The results show: Although the gain in progression-free survival (PFS), i.e. the time until the disease continues to grow, was rather small at around 2 months, this difference was clinically relevant. However, the significant advantage in overall survival (OS) is decisive: patients whose tumors were PD-L1-positive (a marker for response to immunotherapy) lived an average of 18.2 months compared to 14.0 months in the comparison group that only received chemotherapy.

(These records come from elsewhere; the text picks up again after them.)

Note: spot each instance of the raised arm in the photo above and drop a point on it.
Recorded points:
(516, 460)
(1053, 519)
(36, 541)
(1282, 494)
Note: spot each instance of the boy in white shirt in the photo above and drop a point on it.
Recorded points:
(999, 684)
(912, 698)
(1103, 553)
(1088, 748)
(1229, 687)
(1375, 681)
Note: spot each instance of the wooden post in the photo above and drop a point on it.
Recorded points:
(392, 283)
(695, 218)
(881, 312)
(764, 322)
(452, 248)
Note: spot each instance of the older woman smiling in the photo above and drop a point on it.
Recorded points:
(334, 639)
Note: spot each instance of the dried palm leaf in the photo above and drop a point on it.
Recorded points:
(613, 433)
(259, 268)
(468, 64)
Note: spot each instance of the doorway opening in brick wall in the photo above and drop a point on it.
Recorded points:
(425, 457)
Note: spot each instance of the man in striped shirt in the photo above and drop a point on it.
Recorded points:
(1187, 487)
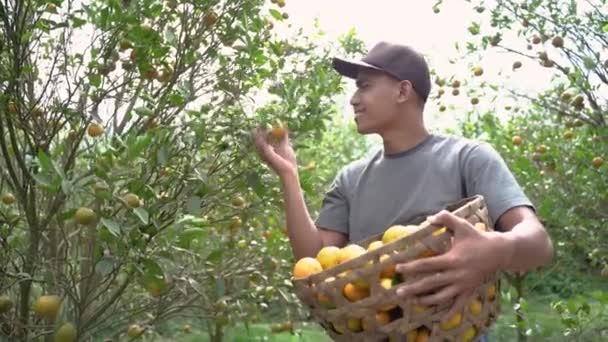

This means that for the first time in this difficult disease, where previous therapies are often only effective in the short term, a real survival benefit has been shown with immunotherapy – and in a patient group that has not been pre-selected.
The safety profile of the combination therapy was also acceptable overall, although grade 3 or higher side effects occurred in around two thirds of patients. Particularly noteworthy: the survival benefit was independent of whether or not bevacizumab was also given.
Experts see these data as a potential turning point in the treatment of platinum-resistant ovarian cancer. Until now, the effectiveness of immunotherapies in this type of cancer has been limited. This could now change, especially for patients with PD-L1-positive tumors.
Nevertheless, experts such as Dr. Rebecca Kristeleit (London) emphasize that the results should be interpreted with caution. The clinical benefit must be weighed against possible side effects and costs. It also remains to be seen whether the combination will be approved in the future or can only be recommended for certain subgroups.
Finally, future combination therapies were also discussed in Berlin: so-called antibody-drug conjugates (ADCs) could be used together with immunotherapies in the future and thus offer further hope for patients with this difficult form of tumor.